The cause of death was “old age,” his daughter, San Jose attorney Adrienne M. Dell, told the MetNews. “He just wore out.”
Dell retired from the court in 1985 after 22 years of judicial service, preceded by two years as a court commissioner. He remained active until about five years ago as an arbitrator/mediator.
The Washington, D.C. native came to California with his family when he was 8 years old. The family lived in the Huntington Park area, and the future jurist attended USC before joining the Army.
He then entered the U.S. Military Academy, graduating in 1947, the same year the U.S. Air Force was established as a separate branch of the service. Dell was commissioned as a lieutenant, leaving active service in 1950 but serving in the Reserve at the same rank.
After leaving active service, he attended law school at USC, becoming editor-in-chief of the law review before graduating in 1953 and joining Mitchell, Silberberg & Knupp. He left after two years to gain more trial experience, and worked in a small firm and as a sole practitioner until his appointment as Superior Court commissioner in 1961.
Before becoming a judicial officer, he was politically active, serving on the county and state central committees of the Democratic Party.

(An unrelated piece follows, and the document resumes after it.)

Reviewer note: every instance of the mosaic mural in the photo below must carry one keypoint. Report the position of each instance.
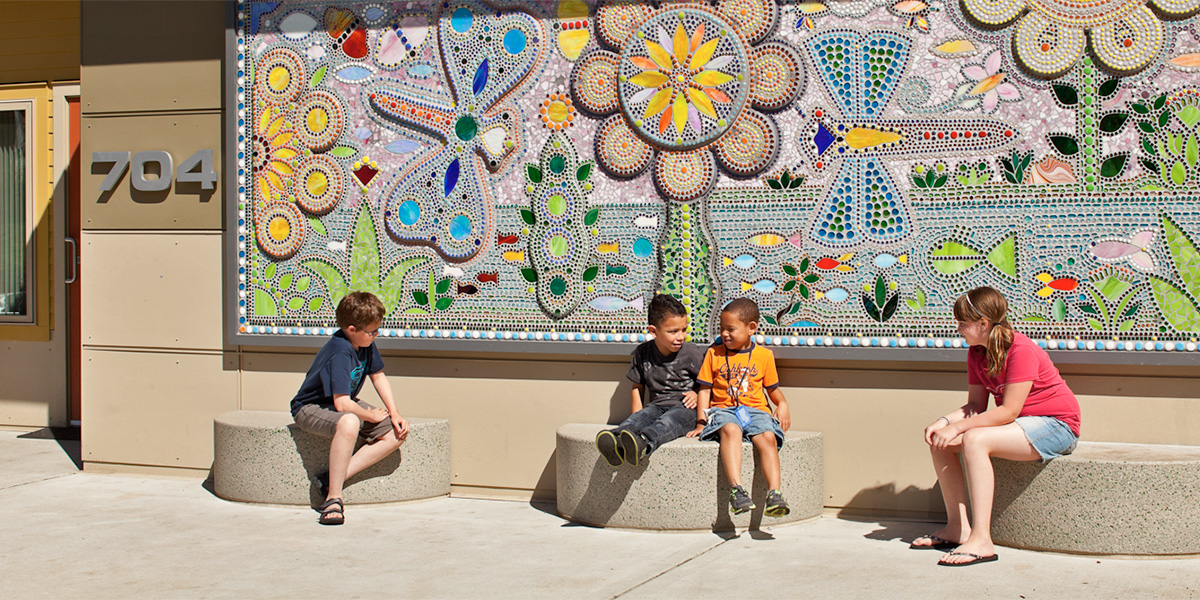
(538, 171)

Then-Gov. Pat Brown appointed him to the Los Angeles Municipal Court in 1963. He ran for the Superior Court in 1966, challenging Judge Thomas C. Yager, also now deceased.

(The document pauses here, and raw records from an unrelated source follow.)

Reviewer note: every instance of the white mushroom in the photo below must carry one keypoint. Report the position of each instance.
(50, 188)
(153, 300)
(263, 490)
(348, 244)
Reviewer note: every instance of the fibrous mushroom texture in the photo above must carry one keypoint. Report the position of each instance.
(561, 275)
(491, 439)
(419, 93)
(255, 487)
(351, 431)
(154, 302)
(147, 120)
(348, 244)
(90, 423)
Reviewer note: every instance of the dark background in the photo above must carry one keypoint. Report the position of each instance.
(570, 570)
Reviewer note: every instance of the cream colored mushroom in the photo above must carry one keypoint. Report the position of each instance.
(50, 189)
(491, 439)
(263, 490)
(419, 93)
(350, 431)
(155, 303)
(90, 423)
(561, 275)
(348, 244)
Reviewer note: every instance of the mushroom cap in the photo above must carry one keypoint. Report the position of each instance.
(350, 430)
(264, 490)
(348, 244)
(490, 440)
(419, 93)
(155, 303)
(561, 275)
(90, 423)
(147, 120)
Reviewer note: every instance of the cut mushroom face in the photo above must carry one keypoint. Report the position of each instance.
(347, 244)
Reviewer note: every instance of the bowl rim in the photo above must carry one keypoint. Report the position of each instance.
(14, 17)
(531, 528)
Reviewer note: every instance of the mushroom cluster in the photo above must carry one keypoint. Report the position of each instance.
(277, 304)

Dell once told a reporter that he ran against Yager because the incumbent “was not considered a particular asset to the bench.” Dell received the largest number of votes in the plebiscite that was conducted in those days by the County Bar, but Yager won the election with 60 percent of the vote, compared to 27 percent for Dell and 13 percent for since-deceased Municipal Court Judge Leila Bulgrin.

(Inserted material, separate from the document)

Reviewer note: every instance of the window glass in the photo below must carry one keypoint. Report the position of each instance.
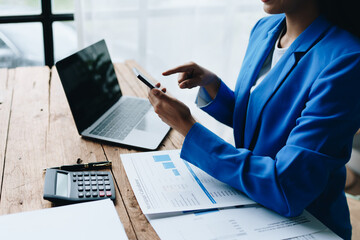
(63, 6)
(19, 7)
(21, 45)
(65, 39)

He “got clobbered,” Dell later explained, because he only had $5,000 to spend on a campaign. A few months after the election, however, Brown appointed him to the Superior Court, where he sat in Long Beach, Santa Monica, and downtown Los Angeles, where he had both civil and criminal assignments.
He was supervising judge of the criminal courts in 1970, presiding over some of the pretrial proceedings involving Charles Manson and his followers. He spent several years in law-and-motion, where he spent a year as supervising judge, and in writs-and-receivers, and sat on assignment in the Court of Appeal.
In the criminal courts, he presided over complex and lengthy trials, including one that resulted from a shootout between police and the Black Panther Party and lasted eight months. He also ruled that the state’s prohibition of oral sex between consenting adults was unconstitutional, a ruling that was overturned on appeal, although the Legislature later repealed the statute.
Adrienne Dell said her father “was a very brilliant, special man” with an uncommon intellect and a strong sense of fairness. “Everybody wanted him to hear their cases,” in both criminal and civil court, she said, and as a mediator/arbitrator, because “he was exceptionally fair.”
Today’s services are scheduled for 11 a.m. at Hillside Memorial Park, 6001 W. Centinela Ave. The family suggested that well-wishers donate to any charity of their choice in the jurist’s memory.